Wherein the content of the first and second substances,

the (k + 1) th image is obtained by transforming the pixel coordinates of the (k) th imagePixel coordinates of the image;

to predict the relative camera motion from sequence k to sequence k +1,

the predicted depth of the k image pixel; p is the image pixel coordinate, p_kIs the pixel coordinate of the kth image, K is the camera internal reference matrix; to input an image I_kTransforming to obtain a composite image

Since the image is a continuous discrete number, successive pixel coordinate values are obtained using a micro-bilinear interpolation, and a composite optical flow F is obtained therefrom_syn：

Unsupervised training assumes that the surface appearance of the same object between frames is also the same, and introduces structural similarity loss to learn structural information between adjacent frames on the basis of simple pixel-by-pixel difference, and uses the combination of L1 and SSIM loss as the loss of the reconstructed image:

wherein L is_p: a loss function result;

a structurally similar loss function; α is 0.85, SSIM is calculated using a window of 3 × 3 size, V is the adjacent frame effective co-view region;

in low texture scenes or homogeneous regions, the assumed photometric invariance can cause the problem of prediction holes, and in order to obtain smooth depth prediction, a first-order edge smoothing term loss is introduced:

wherein L is_s: smoothing the loss function result; d_i,j：

Representing an image parallax gradient;

representing the image edge probability map gradient, the subscript i, j representing the pixel coordinates; x, y denote pixel directions;_Ii,j: image (i, j) location pixel;

first derivatives in the x, y directions, respectively;

for dynamic objects, the joint image segmentation network performs a masking process, according to monadepth 2, using a binary mask, ignoring objects that move synchronously with the camera, which mask is automatically computed in the forward pass of the network:

wherein ω: a binary mask;

L_p(I_k,I_k+1): the image reconstruction loss function mentioned in text equation (3);

respectively showing the k < th > image, the composite image of the k < th > image and the (k + 1) < th > image; fine tuning by error joint training of the synthetic optical flow and RAFT optical flow networks:

L_f: jointly fine-tuning the loss function result;_flow: the image optical flow field is a common effective pixel area; f_R(p): RAFT network optical flow prediction results; f_syn(p): synthesizing an optical flow network optical flow prediction result;

in training, D is predicted through optical flow network for depth to structure consistency_k+1And D_kAlignment, compute depth consistency loss:

wherein L is_dc: a depth consistency loss function result; d_k(p): the kth image depth;

matching and calculating the depth of the k image through an optical flow network; s is a common effective area of the optical flow and the depth, so as to obtain consistent depth estimation;

in summary, the network total loss function L is:

L＝L_p+λ_sL_s+λ_fL_f+λ_dcL_dc (8)

wherein λ is_s、λ_fAnd λ_dcWeights representing losses of the terms, all losses being applied jointly to the deep network and the optical flow network.

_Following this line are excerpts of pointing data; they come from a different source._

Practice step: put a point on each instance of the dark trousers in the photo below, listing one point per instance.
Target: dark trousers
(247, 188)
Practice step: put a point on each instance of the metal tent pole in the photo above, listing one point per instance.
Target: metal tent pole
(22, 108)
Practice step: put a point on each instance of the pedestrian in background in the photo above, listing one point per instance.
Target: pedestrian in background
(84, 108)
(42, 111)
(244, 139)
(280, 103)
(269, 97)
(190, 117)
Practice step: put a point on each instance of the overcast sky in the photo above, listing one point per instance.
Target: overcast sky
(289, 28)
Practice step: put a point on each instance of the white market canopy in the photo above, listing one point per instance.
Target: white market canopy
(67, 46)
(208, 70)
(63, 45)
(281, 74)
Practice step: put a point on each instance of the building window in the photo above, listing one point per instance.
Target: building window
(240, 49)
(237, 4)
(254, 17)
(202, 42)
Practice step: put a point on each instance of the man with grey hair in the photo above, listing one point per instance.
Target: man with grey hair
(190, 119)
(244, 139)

The design method of the monocular vision odometer based on unsupervised deep learning comprises the following specific steps:

(2-1) front-to-back optical flow uniformity: deriving a forward optical flow F from an optical flow network^fAnd backward optical flow F^bAnd calculates the front-back consistency d_F＝|F^f(p)+F^b(p+F^f(p))|²；

(2-2) sparse point sampling: dividing the image into 10 × 10 grid regions and taking d in each region_FThe first 20 sets of sparse matching points that are less than the threshold δ.

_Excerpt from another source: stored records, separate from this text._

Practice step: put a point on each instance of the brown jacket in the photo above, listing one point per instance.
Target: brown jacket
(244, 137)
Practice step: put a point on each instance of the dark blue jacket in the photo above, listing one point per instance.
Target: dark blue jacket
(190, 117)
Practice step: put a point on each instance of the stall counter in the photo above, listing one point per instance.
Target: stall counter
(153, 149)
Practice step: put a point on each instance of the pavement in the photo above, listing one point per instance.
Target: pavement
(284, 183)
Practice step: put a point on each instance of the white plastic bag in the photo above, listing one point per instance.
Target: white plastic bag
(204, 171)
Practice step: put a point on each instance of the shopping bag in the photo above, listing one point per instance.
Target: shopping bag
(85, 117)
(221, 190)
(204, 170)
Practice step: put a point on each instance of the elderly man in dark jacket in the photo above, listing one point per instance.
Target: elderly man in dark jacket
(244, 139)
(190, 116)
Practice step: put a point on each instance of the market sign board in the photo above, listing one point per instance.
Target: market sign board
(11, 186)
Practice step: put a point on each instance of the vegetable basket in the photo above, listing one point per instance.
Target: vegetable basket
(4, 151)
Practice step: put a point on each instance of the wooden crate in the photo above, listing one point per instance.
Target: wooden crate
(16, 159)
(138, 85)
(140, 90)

The design method of the monocular vision odometer based on unsupervised deep learning comprises the following three specific steps:

(3-1) model selection: computing the essential matrix and homography matrix, and then computing the model score R_F，R_F＝S_F/(S_F+S_H)，S_F、S_HRespectively scoring for the F and R models; if R is_F>0.5, selecting a 2D-2D tracking mode; otherwise, selecting a 3D-3D tracking mode;

(3-2) dimension recovery: normalized camera motion derived from essential matrix decomposition for 2D-2D tracking mode

R represents a rotation matrix, and R represents a rotation matrix,

represents a displacement vector with a modulo length of unit 1; then, the triangularization method is used for carrying out scale alignment, and the scale factor s is recovered to obtain

Which is indicative of the motion of the camera(s),

representing the actual displacement length obtained by scale recovery; for the 3D-3D tracking mode, an ICP mode is used for solving to obtain T_k→k+1＝[R|t]，[R|t]Representing the motion pattern of the camera and t representing the camera displacement vector.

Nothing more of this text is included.